Par ailleurs, parmi ses missions légales, le F.A.T. est tenu, en vertu de l’article 58, § 1er, 3°, d’accorder la réparation en matière d’accidents du travail conformément aux dispositions de la loi si l’employeur n’a pas conclu de contrat d’assurance (au sens de l’article 49) ou si l’assureur reste en défaut de s’acquitter. Les indemnités versées par le F.A.T. en application de la disposition ci-dessus seront récupérées à charge de l’employeur ou de l’entreprise d’assurances en défaut.

Dans son arrêt du 5 janvier 2015, la Cour de cassation a rappelé qu’il s’agit de deux situations différentes, étant que, lorsqu’il doute de l’application de la loi à l’accident ou s’il refuse de prendre celui-ci en charge, l’assureur ne peut être considéré comme étant en défaut de s’acquitter au sens de l’article 58, § 1er, 3°, de telle sorte que l’article 60 ne trouve pas à s’appliquer.

Intérêt de la décision

La Cour de cassation rappelle dans cet arrêt que les deux hypothèses visées sont totalement distinctes.

Dans le cours normal de la procédure administrative, lorsque l’entreprise d’assurances reçoit la déclaration d’accident lui adressée par l’employeur, elle est tenue de prendre position dans un délai de 30 jours. Si, à l’issue de celui-ci, elle refuse de prendre le cas en charge ou si elle estime qu’il existe un doute quant à l’application de la loi, elle doit procéder à plusieurs notifications.
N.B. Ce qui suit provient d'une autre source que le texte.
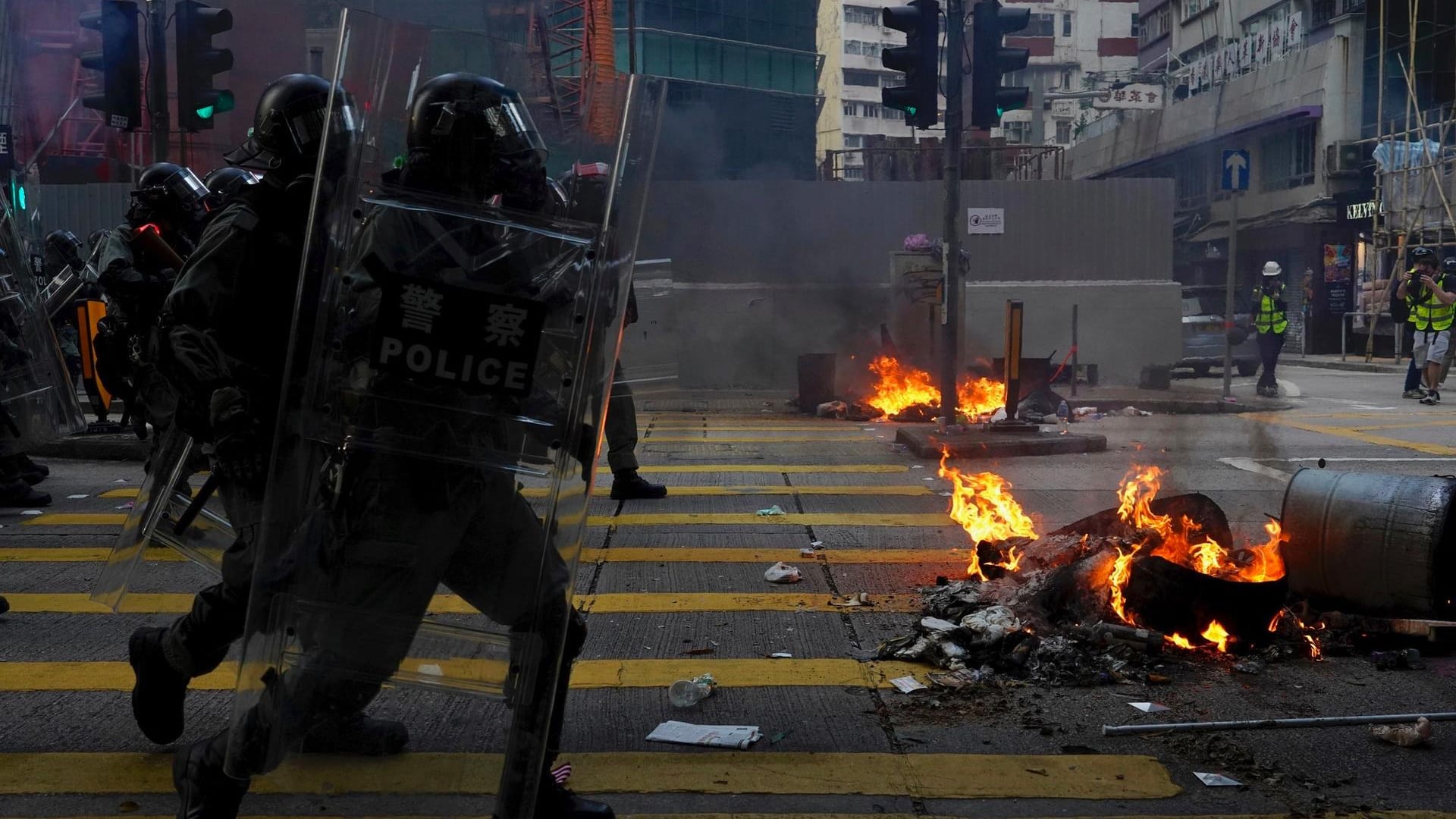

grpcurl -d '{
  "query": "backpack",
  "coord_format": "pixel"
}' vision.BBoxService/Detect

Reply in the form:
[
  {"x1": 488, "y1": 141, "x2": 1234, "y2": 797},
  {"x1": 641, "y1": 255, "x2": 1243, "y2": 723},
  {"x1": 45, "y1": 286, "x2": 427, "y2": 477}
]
[{"x1": 1391, "y1": 278, "x2": 1410, "y2": 324}]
La première est à destination du F.A.T., qui pourra procéder à une enquête au sujet des causes et des circonstances de l’accident et dresser un procès-verbal. La finalité de cette première notification est de permettre la poursuite de mesures d’enquête aux fins de vérifier le bien-fondé de la décision de l’assureur et également d’investiguer davantage via les services de l’inspection du F.A.T. La loi du 21 décembre 2013 portant des dispositions diverses urgentes en matière de législation sociale a prévu qu’en cas de contestation entre l’entreprise d’assurances et le F.A.T. au sujet de la prise en charge de l’accident ou du maintien du refus, le F.A.T. peut porter le litige devant la juridiction compétente. Il en informe l’entreprise d’assurances, ainsi que la victime (ou les ayant-droits) et l’organisme assureur. Ceux-ci pourront manifester leur opposition à l’introduction d’une action par le F.A.T., action dans laquelle ceux-ci seront mis à la cause. Cette procédure sera introduite par le F.A.T. dans les 3 mois de la notification de l’intention de procéder.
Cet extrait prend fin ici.